Le Corsaire, Giselle, plus récemment Don Quichotte… À quoi pensez-vous lorsque vous remontez ces grands ballets du répertoire ?

Qu’est-ce que c’est qu’un ballet aujourd’hui ? C’est la question que je me suis posé en arrivant au Ballet du Capitole il y a cinq ans. Je n’ai pas encore trouvé la réponse, mais j’ai quelques pistes, et Le Corsaire en est une. Le ballet est ancré dans la tradition, on ne peut pas la renier. Il est ancré dans l’histoire d’un point de vue muséal dans le bon sens du terme, à savoir que les ballets correspondent à une époque. Mais il ne faut pas les laisser là, il faut les amener à aujourd’hui, en réutilisant leur essence, leur substance, l’interprétation, avec ce que sont les danseur.se.s actuellement.

 

Les danseur.se.s ont une part importante dans votre travail de chorégraphe ?

Ce qui donne la vitalité d’un ballet, c’est un retour sur le passé, l’énergie des danseur.se.s d’aujourd’hui et la vision d’un chorégraphe. Mais quand je démarre mon travail d’adaptation, je suis d’abord uniquement chorégraphe, je ne pense pas aux interprètes.

 

Par quoi avez-vous démarré pour reprendre Le Corsaire ?

Quand je relis un ballet, je pense à une revisite véritable, le but n’est pas de changer une glissade-assemblée.
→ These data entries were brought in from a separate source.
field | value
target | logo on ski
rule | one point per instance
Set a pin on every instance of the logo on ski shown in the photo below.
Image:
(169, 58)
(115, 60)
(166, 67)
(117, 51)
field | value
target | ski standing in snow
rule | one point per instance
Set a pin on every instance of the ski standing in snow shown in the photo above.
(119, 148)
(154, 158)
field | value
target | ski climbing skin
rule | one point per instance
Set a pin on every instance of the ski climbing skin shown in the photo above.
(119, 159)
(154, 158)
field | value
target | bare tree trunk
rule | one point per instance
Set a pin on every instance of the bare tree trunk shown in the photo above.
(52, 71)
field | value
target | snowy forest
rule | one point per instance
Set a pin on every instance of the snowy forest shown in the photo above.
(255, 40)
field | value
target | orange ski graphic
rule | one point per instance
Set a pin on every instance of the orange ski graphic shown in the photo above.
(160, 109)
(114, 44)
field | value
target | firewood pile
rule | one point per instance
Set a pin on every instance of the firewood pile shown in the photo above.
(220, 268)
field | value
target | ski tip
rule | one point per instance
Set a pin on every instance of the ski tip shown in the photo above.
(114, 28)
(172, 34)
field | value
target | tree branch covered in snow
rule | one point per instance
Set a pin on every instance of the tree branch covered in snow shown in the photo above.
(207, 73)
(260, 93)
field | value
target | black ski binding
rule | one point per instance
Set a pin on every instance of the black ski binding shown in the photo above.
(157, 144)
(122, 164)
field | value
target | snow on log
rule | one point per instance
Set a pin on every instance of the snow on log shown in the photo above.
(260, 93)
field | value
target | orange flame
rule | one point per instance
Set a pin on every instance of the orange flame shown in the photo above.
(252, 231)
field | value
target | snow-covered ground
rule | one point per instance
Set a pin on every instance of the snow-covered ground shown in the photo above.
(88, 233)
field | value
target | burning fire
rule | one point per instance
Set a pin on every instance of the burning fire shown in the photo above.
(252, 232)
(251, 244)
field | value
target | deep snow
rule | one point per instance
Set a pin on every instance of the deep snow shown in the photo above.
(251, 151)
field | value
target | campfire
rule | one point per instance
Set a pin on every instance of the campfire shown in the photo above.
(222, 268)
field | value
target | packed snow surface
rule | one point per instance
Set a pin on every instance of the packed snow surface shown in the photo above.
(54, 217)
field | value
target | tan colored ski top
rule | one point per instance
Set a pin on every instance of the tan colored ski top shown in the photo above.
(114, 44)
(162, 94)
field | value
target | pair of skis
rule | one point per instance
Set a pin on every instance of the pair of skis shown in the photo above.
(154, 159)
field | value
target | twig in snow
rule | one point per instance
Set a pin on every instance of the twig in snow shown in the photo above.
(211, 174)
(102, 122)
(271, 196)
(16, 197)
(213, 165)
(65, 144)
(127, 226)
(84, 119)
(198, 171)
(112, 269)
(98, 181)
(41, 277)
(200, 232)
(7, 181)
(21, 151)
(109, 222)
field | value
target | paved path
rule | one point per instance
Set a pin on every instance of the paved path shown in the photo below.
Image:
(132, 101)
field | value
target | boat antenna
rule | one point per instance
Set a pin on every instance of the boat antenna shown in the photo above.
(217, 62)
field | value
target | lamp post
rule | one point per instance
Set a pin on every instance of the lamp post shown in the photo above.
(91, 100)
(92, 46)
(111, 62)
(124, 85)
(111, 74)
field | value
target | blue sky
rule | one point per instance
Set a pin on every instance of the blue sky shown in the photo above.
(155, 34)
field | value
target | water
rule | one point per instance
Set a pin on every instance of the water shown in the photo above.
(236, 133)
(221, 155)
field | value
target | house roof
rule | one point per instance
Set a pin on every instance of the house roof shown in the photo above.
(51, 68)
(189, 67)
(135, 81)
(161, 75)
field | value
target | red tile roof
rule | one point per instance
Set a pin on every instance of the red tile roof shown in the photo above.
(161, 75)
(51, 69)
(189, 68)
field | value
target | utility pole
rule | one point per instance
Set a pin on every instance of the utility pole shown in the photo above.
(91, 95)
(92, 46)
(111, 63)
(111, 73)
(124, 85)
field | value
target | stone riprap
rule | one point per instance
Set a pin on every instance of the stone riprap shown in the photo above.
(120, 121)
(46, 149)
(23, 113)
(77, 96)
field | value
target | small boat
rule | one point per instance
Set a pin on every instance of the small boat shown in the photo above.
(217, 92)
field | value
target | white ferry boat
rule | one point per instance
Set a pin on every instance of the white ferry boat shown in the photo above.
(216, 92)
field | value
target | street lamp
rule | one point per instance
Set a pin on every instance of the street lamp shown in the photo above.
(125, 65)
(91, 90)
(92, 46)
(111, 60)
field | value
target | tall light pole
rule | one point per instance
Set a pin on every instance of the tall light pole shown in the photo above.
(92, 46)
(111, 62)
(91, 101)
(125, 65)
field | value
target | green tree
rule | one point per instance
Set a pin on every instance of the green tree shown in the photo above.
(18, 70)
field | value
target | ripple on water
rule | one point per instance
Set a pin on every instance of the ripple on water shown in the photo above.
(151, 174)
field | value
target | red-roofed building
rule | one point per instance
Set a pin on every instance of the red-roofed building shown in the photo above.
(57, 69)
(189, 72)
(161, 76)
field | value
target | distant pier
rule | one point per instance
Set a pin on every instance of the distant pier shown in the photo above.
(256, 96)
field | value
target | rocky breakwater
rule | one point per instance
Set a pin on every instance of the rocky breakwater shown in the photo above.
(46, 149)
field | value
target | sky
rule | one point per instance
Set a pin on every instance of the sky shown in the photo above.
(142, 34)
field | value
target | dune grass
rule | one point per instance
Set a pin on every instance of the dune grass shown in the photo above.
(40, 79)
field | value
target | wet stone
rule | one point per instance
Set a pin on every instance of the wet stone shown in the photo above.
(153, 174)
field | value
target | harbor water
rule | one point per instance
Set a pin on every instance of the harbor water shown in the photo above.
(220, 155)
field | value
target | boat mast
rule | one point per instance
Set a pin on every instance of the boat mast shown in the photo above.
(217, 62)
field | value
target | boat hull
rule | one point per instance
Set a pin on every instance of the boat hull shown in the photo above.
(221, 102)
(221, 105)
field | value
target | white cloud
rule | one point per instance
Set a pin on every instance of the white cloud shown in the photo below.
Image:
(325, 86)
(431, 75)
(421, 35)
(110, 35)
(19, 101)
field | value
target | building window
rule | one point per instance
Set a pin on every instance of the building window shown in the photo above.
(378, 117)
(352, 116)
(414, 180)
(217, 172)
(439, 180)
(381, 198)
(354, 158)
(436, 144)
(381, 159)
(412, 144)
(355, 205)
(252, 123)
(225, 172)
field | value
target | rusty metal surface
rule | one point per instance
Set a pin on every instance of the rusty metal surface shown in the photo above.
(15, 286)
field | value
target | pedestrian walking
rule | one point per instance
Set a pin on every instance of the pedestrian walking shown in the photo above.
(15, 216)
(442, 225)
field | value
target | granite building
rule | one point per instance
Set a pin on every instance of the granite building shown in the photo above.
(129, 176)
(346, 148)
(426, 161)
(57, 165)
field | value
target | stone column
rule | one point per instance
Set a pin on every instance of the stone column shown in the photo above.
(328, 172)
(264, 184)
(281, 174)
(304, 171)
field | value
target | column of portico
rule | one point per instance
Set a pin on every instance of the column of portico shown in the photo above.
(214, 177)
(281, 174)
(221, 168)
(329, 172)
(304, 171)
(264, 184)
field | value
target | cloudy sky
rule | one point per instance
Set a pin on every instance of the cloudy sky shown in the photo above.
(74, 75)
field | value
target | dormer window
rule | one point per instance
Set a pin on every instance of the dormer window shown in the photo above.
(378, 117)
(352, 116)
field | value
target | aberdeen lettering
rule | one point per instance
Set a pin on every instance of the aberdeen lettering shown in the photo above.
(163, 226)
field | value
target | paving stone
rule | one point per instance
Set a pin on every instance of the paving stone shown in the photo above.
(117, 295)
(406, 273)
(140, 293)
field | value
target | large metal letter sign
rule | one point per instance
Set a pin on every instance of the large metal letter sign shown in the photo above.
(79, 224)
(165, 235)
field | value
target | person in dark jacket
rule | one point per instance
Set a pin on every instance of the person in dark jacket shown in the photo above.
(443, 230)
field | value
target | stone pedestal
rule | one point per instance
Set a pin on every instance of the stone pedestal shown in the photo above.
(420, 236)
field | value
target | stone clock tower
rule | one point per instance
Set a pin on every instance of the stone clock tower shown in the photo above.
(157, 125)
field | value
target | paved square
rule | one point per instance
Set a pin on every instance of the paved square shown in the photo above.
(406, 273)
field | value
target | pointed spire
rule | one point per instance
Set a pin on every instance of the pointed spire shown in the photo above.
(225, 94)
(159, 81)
Pour Le Corsaire, j’ai relu le poème de Lord Byron de 1814 que j’ai trouvé superbe. J’avais mon premier parfum. Puis j’ai retrouvé la version de Joseph Mazilier pour l’Opéra de Paris de 1856. J’ai ensuite regardé une fois les versions actuelles du Bolchoï et de l’American Ballet Theatre. Et ma première réflexion a été en voyant ces relectures : je ne comprends rien à l’histoire.

Le Corsaire de Kader Belarbi – Ballet du Capitole

Comment le travail sur la musique est à ce moment-là arrivé ?

J’ai retravaillé la musique. Adolphe Adam a créé une partition très séquencée : ça danse, ça applaudit, ça danse, ça applaudit… Tout ce que je déteste dans le ballet, même si j’y ai participé et que ça peut fonctionner. Mais il fallait trouver une homogénéité, une dramaturgie musicale qui se rapproche du livret. J’ai pioché chez Jules Massenet qui pouvait apporter des danses destinées à des personnages, chez Édouard Lalo, chez Jean Sibelius. J’ai créé une partition de 2h40, que j’ai réduit à 2h. J’ai ensuite travaillé avec le chef d »orchestre David Coleman, qui a rajouté quelques retranscriptions et créations. On est ainsi arrivé à une partition qui se tient pleinement, d’un seul tenant. Et quand on a un bon scénario musical, la ligne est tracée, c’était plus facile pour moi d’entrer dans un studio et de travailler avec les danseur.se.s. Finalement, la volonté était simple et banale : redonner un sens aux choses, ce que le ballet parfois ne fait pas.

 

Comment alors résumer en quelques mots la trame de votre Corsaire, un ballet qui peut vite devenir incompréhensible ?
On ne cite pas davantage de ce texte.